Presque aussi difficile que la veille de se lever. Après un bon
petit dej, on réussit à être au rendez-vous un quart
d'heure en retard et bon dernier. Direction le sommet du volcan San
Pedro, 3020 mètres.
Parti sans guide et à 8, on commence par se tromper de chemin,
un groupe de cavaliers nous remet sur la bonne voie, nos deux allemandes
en profitent pour battre en retrait, l'une d'entre elle ayant des
problèmes de digestion. Ce coup-ci, c'est vraiment parti, et
même bien raide. Le lacet est une chose à inventer dans le
coin. Le chemin se transforme même en escalier de bois par
endroits, il paraît que c'est bon pour les fessiers. Toute la
montée ou presque se fait dans la forêt, c'est
génial, des lianes, Pollo fait même des figures,
allé nickel mais le retour se finit sur le dos. Les couleurs sont
superbes, tous les tons de verts, le bleu clair du ciel, et celui plus
profond du lac, le rouge des fleurs dans les arbres... On parvient
même à voir un oiseau mouche. Mais ça monte
toujours, c'est bon pour les cuisses.

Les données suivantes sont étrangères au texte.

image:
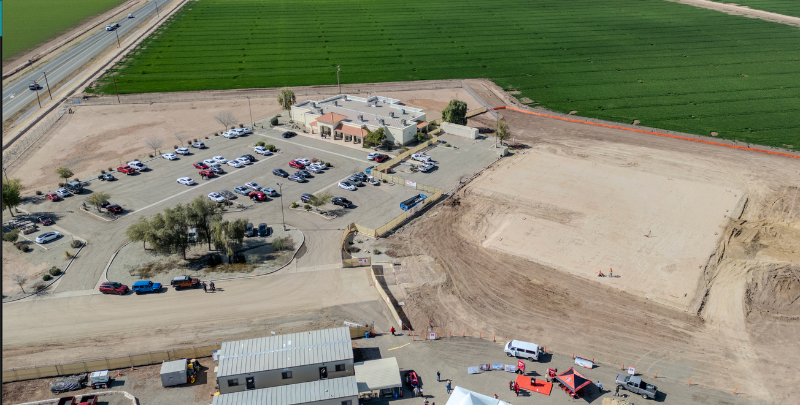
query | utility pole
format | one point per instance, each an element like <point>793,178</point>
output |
<point>48,85</point>
<point>115,89</point>
<point>280,188</point>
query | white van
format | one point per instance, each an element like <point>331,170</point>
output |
<point>525,350</point>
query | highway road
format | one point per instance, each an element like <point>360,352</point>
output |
<point>18,96</point>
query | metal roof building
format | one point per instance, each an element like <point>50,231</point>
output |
<point>285,359</point>
<point>337,391</point>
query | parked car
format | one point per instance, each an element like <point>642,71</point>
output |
<point>216,197</point>
<point>126,169</point>
<point>111,287</point>
<point>637,386</point>
<point>341,201</point>
<point>186,180</point>
<point>145,286</point>
<point>242,190</point>
<point>184,282</point>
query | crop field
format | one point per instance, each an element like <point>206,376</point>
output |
<point>785,7</point>
<point>27,23</point>
<point>668,65</point>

Toute la joyeuse troupe arrive au
sommet à peu près en état, contente d'y être
en tout cas. Le vent qui ne cesse de souffler nous offre un ciel limpide
et donc, nous nous en mettons plein les mirettes. La vue est ouverte sur
des kilomètres, tout le lac, les volcans ... C'est vraiment
formidable. Une pause, une clope pour Pollo, et on redescend, d'abord,
pour Pappas y Pollo, comme des malades, Yamakazis sur Yamakazis,
arrêts avec les bras, merci les arbres, sauts, dépassements
de retardataire ... Mais elle est bien tant longue cette descente. On
finit par se ranger sagement derrière les autres. Enfin, on
rejoint le village, on vient de faire nos 1500 mètres de
dénivelé en 7 heures en tout, on est vanné. Une
douche plus tard, on retrouve toute l'équipe dans un resto pour
se sustenter quelque peu, après tant d'efforts, n'est-ce pas, qui
ne rêverait pas d'un gros steak ?
Bin pas eux, on a beau chercher, pas la moindre trace de bidoche sur la
carte, c'est quoi ce vrac ? Ah, c'est ça qu'on appelle un
restaurant végétarien ? Intéressant... Et donc y a
que des légumes... Bon, on va faire avec. Pollo se console avec
des lasagnes pas mauvaises, Pappas lui doit subir un burritos
géant, que du riz et des fayots sur des kilomètres, c'est
nul. On se fout des envies de fous en parlant bœuf bourguignon,
blanquette... Le calvaire prend fin, direction les bains thermaux. De
petits bassins remplis d'une eau chauffée au soleil, c'est super
bon pour nos jambes fatiguées. Un petit bédo fait son tour
gentiment. On marine pendant que la nuit tombe, et il est tant de
sortir, là on note un problème dans l'organisation : On se
pèle. Record du séchage/habillage pulvérisé
pour la France !!! Pollo fait ses devoirs pendant que Pappas bricole
dans le hamac. Un morceau de carne et un café plus loin, on se
couche, éclatés complet.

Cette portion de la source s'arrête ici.